One of the weaknesses of A/B Testing is the time required to test only two different options. If you have many different options to choose from it can take a long time to run A/B Tests for each option (against the control) one at a time. Why can’t you run all of them at the same time?
You can, using a Multi-armed Bandit Test (also known as a multivariate test). These tests are similar to A/B Tests but are designed to test many options at the same time and to quickly move to the most effective option. It does this by dividing the problem into two parts:
Explore: This phase tests the possible options to see which performs best.
Exploit: This phase uses the best option to get the best performance.

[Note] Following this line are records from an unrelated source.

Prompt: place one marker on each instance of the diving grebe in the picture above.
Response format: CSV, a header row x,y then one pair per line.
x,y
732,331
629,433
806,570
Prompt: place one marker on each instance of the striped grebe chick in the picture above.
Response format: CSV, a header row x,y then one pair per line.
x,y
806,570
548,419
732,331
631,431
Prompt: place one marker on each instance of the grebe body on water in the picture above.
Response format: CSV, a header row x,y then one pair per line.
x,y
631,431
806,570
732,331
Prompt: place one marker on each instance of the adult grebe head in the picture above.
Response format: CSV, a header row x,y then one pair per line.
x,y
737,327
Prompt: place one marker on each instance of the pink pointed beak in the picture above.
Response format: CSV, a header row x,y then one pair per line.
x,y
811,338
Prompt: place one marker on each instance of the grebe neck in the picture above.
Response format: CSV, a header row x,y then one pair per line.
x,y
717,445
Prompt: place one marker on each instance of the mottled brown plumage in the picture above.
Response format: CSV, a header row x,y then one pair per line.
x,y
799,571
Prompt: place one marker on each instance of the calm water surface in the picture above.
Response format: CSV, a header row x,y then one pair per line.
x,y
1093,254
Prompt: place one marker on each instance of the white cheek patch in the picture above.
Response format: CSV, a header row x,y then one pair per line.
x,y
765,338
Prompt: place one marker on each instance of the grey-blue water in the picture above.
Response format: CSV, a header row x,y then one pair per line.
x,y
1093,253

There are a few different ways that you can run Multi-armed Bandit Tests, but here I will focus on a common method known as Epsilon-Greedy, which runs both Explore and Exploit at the same time! It does this by dividing your customers into two groups (Explore and Exploit). Typically, your Explore group will be 20% of your activity and in that group all available options will be tested side by side. The Exploit group will be the other 80% of your activity and use whichever option is performing best in the Explore tests.

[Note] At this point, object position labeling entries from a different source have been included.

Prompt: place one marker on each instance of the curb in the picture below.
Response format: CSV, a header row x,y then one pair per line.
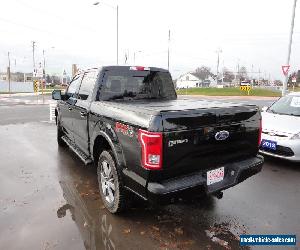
x,y
271,98
23,94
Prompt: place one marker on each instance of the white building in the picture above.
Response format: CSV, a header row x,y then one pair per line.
x,y
189,80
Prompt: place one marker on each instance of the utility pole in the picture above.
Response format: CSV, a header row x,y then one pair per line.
x,y
117,34
218,62
169,39
33,48
8,72
44,60
284,87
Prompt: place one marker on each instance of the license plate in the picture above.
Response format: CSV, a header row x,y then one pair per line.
x,y
268,144
215,175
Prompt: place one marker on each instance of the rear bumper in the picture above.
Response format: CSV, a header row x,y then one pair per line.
x,y
235,173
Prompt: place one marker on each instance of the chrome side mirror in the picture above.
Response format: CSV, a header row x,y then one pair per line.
x,y
56,95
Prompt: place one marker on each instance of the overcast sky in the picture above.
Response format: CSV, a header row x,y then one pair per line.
x,y
249,32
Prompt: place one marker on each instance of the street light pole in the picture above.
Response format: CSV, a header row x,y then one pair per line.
x,y
284,87
117,34
218,62
117,10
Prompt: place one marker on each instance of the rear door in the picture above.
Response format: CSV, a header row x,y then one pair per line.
x,y
66,107
81,110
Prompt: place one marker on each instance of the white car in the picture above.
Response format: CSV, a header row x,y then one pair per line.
x,y
281,128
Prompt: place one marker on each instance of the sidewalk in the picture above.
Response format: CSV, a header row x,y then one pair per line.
x,y
266,98
24,94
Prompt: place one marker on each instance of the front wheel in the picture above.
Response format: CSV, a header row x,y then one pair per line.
x,y
110,183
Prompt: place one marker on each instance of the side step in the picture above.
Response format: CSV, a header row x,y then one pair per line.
x,y
85,158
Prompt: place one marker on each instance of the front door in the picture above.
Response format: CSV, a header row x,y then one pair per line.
x,y
67,107
81,111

Of course, at first, you have no best option so all activity will be used for Explore. However, as soon as one option shows progress it will be used for both Explore and Exploit. For this reason, the progression of your Epsilon-greedy test will look like the following:
As you can see, the test initially tests all three options at the same time, but as soon as it’s clear that Option B is the best it moves more customers to that option.
The advantage of Multi-armed Bandit Tests is that you can more quickly choose an option and avoid wasting time with sub-optimal options since it will identify and use the best options on its own. However, you need to have completely interchangeable options for this testing technique! That means it works well for testing email subject lines and colors on a website, but will be hard to apply to things like pricing and product features.